If everything to speak of, starting with all intelligent life, is destroyed in the apocalypse, this gets easy: there is no post-apocalypse.

On the other hand, a huge amount of dystopic future fiction mutters about some vague apocalypse or breakdown or something that destroyed the global society we know, making space for unpleasantness in the future. If we make everything set in a dystopic future “post-apocalypse fiction,” then it rather loses meaning.

Apocalyptic stories have been a steady part of science fiction for nearly two centuries — about as long as there’s been science fiction under other names.

This is the basic good time of destroying your world for fun and profit, but mainly fun. H. G. Wells said he had a grand time bicycling his neighborhood and deciding which building would be destroyed by the Martians in War of the Worlds. Nowadays zombie apocalypses are all over the place (but World War Z is extremely good, even if zombies normally make your eyes roll), but there’s still room to battle the fall of civilization through plague, comets, rising sea level, desertification, human infertility (The Children of Men or Feed by M. T. Anderson), and a host of other classic reasons.

Closely related to these are the Last Man stories, where only one person is left alive (The Last Man by Mary Shelley, oddly enough, but also The Purple Cloud by Shiels) or where the Earth is dying, though humanity may still have centuries to scrabble through (Le dernier homme, or The Dark Land, or The Dying Earth by Vance or Zothique by Clark Ashton Smith).

There’s also the apocalypse that’s an Imaginary War. Not just any normal, ordinary war with conventional weapons, like The Battle of Dorking in its day, but one with speculative weapons. Aliens invade! (Yes, War of the Worlds and all of its near kin like the movie Independence Day, but nothing said an apocalyptic story can’t be fantasy, with a breakdown of barriers keeping out the demons.) New technology transforms warfare! And maybe magic is the new technology.

So you already destroyed the world and some generations ago at that. Now your characters survive and investigate the changed world, and scavenge in the ruins of New York or London. After London may have been the first of these, its less than hyper-competent hero trying to stay alive in foreign kingdoms in what was once England.
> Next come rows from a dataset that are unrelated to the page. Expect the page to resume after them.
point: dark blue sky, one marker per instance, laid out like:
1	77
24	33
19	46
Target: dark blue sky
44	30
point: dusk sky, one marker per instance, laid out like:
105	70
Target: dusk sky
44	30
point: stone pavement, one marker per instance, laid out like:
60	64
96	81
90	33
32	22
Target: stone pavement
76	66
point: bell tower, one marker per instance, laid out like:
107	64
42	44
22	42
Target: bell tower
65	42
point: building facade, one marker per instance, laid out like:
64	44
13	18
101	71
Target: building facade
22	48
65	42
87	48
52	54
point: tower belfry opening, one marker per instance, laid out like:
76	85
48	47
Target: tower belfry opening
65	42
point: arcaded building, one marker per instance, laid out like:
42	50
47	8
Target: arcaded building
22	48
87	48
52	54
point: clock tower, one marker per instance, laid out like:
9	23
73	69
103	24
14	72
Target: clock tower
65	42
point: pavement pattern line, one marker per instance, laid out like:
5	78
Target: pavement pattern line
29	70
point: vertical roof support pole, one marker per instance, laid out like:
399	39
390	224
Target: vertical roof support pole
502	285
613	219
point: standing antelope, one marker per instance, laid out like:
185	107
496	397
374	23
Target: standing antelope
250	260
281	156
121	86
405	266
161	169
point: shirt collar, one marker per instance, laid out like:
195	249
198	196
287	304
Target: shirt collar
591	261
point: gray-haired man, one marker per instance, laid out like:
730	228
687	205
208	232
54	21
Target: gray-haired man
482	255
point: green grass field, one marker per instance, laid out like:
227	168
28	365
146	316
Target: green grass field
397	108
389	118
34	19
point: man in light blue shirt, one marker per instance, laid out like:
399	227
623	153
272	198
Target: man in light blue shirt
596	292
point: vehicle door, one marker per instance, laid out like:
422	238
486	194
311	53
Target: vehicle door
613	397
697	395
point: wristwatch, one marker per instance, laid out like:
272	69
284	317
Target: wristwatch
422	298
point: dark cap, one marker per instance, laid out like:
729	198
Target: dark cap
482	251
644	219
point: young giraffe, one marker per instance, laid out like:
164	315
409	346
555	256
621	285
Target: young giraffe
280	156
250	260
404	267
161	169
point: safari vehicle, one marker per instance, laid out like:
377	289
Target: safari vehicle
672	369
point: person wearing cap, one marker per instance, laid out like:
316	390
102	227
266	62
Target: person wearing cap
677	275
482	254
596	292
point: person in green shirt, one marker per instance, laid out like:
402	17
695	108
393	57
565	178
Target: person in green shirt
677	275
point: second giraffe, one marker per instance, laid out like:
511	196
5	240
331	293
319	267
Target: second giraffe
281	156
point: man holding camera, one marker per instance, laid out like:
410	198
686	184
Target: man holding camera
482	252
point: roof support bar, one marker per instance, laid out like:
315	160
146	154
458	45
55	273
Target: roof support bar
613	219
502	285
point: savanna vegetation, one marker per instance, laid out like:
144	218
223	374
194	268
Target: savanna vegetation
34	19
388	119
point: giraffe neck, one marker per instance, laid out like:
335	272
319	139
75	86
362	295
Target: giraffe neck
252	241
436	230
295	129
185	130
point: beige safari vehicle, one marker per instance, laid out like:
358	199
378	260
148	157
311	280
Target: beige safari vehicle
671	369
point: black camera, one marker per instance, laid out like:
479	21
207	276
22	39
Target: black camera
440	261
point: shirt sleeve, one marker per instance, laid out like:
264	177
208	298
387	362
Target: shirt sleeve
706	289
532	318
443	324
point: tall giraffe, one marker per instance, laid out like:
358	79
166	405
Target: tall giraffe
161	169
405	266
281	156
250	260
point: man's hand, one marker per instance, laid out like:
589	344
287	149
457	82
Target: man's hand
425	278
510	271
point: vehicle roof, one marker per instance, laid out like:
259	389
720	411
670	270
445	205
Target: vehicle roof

The world doesn’t have to revert to the Stone Age or the Middle Ages. Earth recovering from some breakdown, and it may have been social/political, is the setting for The Handmaid’s Tale or The Hunger Games, Disruptor or Star Man’s Son, The Book of Rack the Healer or A Canticle for Leibowitz. An alien invasion long ago sets up Omha Abides or other stories.

Like an alien world settled by humans, but with less hand-waving about lost colonies and forgotten FTL technology, post-apocalyptic settings let you have our unfortunate descendants stopping disasters and reversing dystopias in a society not ours, but rooted in our familiar world, or dealing with a changed ecology that can become the main villain.

Engine Summer by John Crowley shows different groups living in the remains of our infrastructure, but not really remembering much about us.